Prodotto dagli stessi registi con Antonella Di Nocera e Donatella Francucci, Le cose belle  sembra davvero una sorta di Boyhood alla napoletana, cinema che usa e piega il tempo per cercare di capire o anche solo di sperare: «L’accostamento con Boyhood? Diciamo che ci onora molto», ha ammesso lo stesso Ferrente, «perché è un film meraviglioso che ho amato molto. Richard Linklater poi ha iniziato a girarlo in Texas nel 2000, un anno dopo le nostre riprese di Intervista a mia madre, per cui possiamo vantarci di aver cominciato prima. La differenza maggiore? In Boyhood c’era una sceneggiatura, mentre nel nostro caso avevamo a disposizione la vita vera. Insomma quello di Linklater è un film di finzione, mentre il nostro è un documentario…». Un documentario giustamente celebrato ora con questo cofanetto unico che ai due Dvd con Le cose belle e Intervista a mia madre aggiunge anche un libro, Parlami delle cose belle, con sedici autori che hanno amato il film chiamati a raccontarlo a modo loro, e Guaglione, un disco con Enzo Della Volpe e la Piccola Orchestra delle Cose Belle, omaggio alla storia della canzone napoletana, con dieci classici reinterpretati, da ‘A serenata ‘e Pulcinella a Tu si na cosa grande fino al Pino Daniele di Terra mia, simbolo della promessa fatta dallo stesso Ferrente a Enzo, segno di come – e quanto – il cinema abbia anche la necessità e il dovere di mescolarsi e sporcarsi con la vita, non solo di raccontarla.

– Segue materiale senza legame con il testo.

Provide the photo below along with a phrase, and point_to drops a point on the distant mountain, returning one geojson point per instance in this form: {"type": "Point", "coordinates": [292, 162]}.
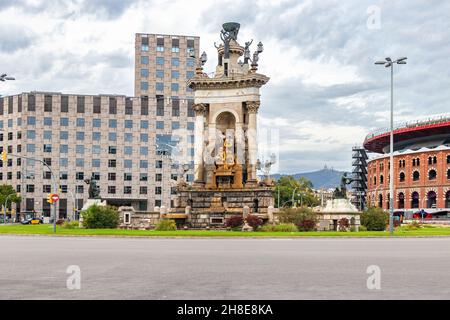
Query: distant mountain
{"type": "Point", "coordinates": [325, 178]}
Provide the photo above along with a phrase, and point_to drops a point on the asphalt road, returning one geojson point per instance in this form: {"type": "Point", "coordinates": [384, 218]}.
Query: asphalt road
{"type": "Point", "coordinates": [130, 268]}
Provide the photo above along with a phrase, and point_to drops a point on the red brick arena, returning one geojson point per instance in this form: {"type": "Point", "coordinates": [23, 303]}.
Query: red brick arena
{"type": "Point", "coordinates": [421, 167]}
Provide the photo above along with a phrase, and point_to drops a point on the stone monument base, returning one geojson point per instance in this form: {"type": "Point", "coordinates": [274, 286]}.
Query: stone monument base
{"type": "Point", "coordinates": [210, 208]}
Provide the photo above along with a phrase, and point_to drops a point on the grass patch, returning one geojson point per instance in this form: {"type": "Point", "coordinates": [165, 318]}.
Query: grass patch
{"type": "Point", "coordinates": [48, 230]}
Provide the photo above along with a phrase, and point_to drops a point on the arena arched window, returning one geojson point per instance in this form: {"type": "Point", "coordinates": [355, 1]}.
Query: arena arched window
{"type": "Point", "coordinates": [432, 174]}
{"type": "Point", "coordinates": [401, 200]}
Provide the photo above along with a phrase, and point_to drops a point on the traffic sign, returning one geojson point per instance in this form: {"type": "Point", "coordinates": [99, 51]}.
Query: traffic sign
{"type": "Point", "coordinates": [55, 197]}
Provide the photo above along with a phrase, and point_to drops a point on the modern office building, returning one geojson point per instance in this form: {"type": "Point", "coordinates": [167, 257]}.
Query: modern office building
{"type": "Point", "coordinates": [125, 143]}
{"type": "Point", "coordinates": [163, 64]}
{"type": "Point", "coordinates": [421, 165]}
{"type": "Point", "coordinates": [121, 142]}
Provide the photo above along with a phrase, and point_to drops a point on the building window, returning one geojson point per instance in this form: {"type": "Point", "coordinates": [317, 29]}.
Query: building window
{"type": "Point", "coordinates": [96, 123]}
{"type": "Point", "coordinates": [175, 125]}
{"type": "Point", "coordinates": [31, 121]}
{"type": "Point", "coordinates": [80, 122]}
{"type": "Point", "coordinates": [127, 163]}
{"type": "Point", "coordinates": [79, 149]}
{"type": "Point", "coordinates": [432, 174]}
{"type": "Point", "coordinates": [144, 106]}
{"type": "Point", "coordinates": [143, 151]}
{"type": "Point", "coordinates": [47, 121]}
{"type": "Point", "coordinates": [144, 124]}
{"type": "Point", "coordinates": [79, 176]}
{"type": "Point", "coordinates": [128, 137]}
{"type": "Point", "coordinates": [144, 85]}
{"type": "Point", "coordinates": [96, 136]}
{"type": "Point", "coordinates": [143, 190]}
{"type": "Point", "coordinates": [64, 135]}
{"type": "Point", "coordinates": [80, 135]}
{"type": "Point", "coordinates": [112, 136]}
{"type": "Point", "coordinates": [127, 150]}
{"type": "Point", "coordinates": [64, 103]}
{"type": "Point", "coordinates": [143, 164]}
{"type": "Point", "coordinates": [112, 123]}
{"type": "Point", "coordinates": [144, 137]}
{"type": "Point", "coordinates": [112, 163]}
{"type": "Point", "coordinates": [128, 124]}
{"type": "Point", "coordinates": [96, 163]}
{"type": "Point", "coordinates": [112, 106]}
{"type": "Point", "coordinates": [64, 122]}
{"type": "Point", "coordinates": [159, 124]}
{"type": "Point", "coordinates": [127, 190]}
{"type": "Point", "coordinates": [79, 162]}
{"type": "Point", "coordinates": [128, 106]}
{"type": "Point", "coordinates": [160, 74]}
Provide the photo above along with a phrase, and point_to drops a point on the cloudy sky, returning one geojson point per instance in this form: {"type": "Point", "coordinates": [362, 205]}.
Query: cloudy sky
{"type": "Point", "coordinates": [325, 93]}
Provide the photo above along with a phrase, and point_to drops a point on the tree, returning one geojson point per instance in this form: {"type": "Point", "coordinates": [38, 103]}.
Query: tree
{"type": "Point", "coordinates": [100, 217]}
{"type": "Point", "coordinates": [303, 195]}
{"type": "Point", "coordinates": [7, 190]}
{"type": "Point", "coordinates": [375, 219]}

Nella speranza che il documentario, grazie a opere come queste e a autori come Gianfranco Rosi, possa finalmente decollare anche in Italia: «Conosco e apprezzo l’intera filmografia di Rosi», ha analizzato Ferrente, «ma proprio perché penso di conoscere bene l’ambiente non cado nella trappola di crearmi delle aspettative. La cosa positiva è che molte persone che non avevano mai visto un documentario al cinema sono andate a vederlo…».